本や映画のことなど、思ったことを言葉で表せるように

春は忘れてる

寒い日が続いている。

季節的にはもう春だというのに、ゆっくりと花見をするにはまだ寒い。

春は自分の出番を忘れてしまったのだろうか。

おそらく、冬がまだ元気にやっているだろうと思って自分の出番を忘れて呑気にどこかで日向ぼっこでもしているに違いない。

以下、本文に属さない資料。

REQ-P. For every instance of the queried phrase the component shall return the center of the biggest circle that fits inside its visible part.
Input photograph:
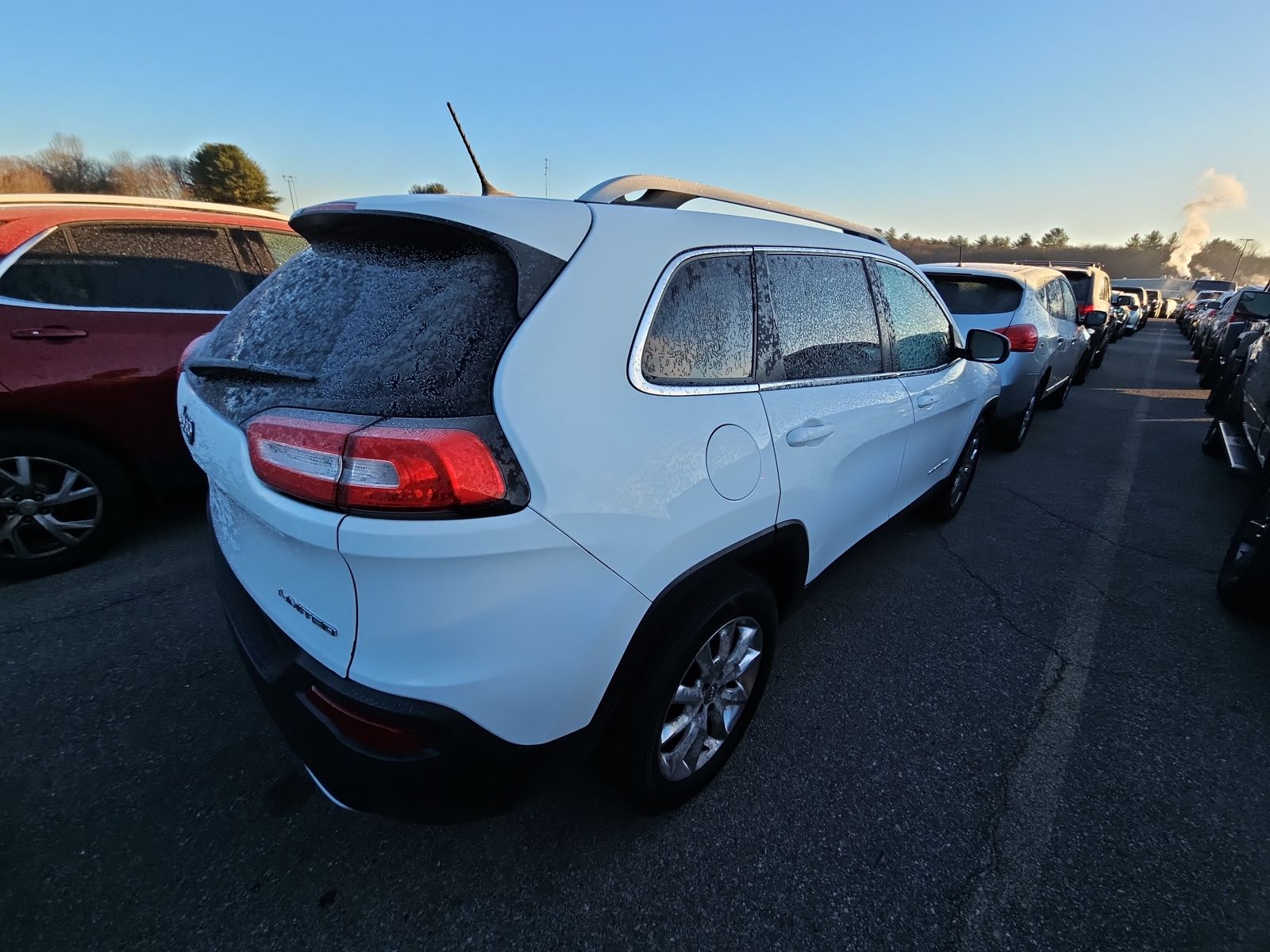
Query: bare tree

一通り寒くなって、もう限界だと人々が言い出して、冬自身ももう頑張りの限界だという時に、焦ったように春はやってくるのだと思う。急に出てきてしまったので温度の具合もわからず、少し暖かくしすぎてしまうに違いない。徐々に春の春としての役割を思い出していくだろう。

 

毎年のように季節を感じると思うことだけれど、ある季節の中にいると別の季節のことを忘れてしまう。冬の寒さを実感していると、夏の暑さなんて幻想だったんじゃないかと思えてくる。早く暖かくなって欲しいけれど、Tシャツ短パンで外に出ていた頃のことなんて想像がつかない。どこか遠い見知らぬ国での出来事のように感じる。

同じように夏には冬の寒さなんて想像もできず、その寒さを欲していたりする。人間は無い物ねだりをしがちだけれど、無いもののことを具体的に想像できてないことが結構あったりする。

 

無いものを必死に掴み取ることもできるけれど、こと季節に関しては、ぼんやりと勝手に暖かな春の妄想をしながら、布団にくるまることしかできない。春よこい。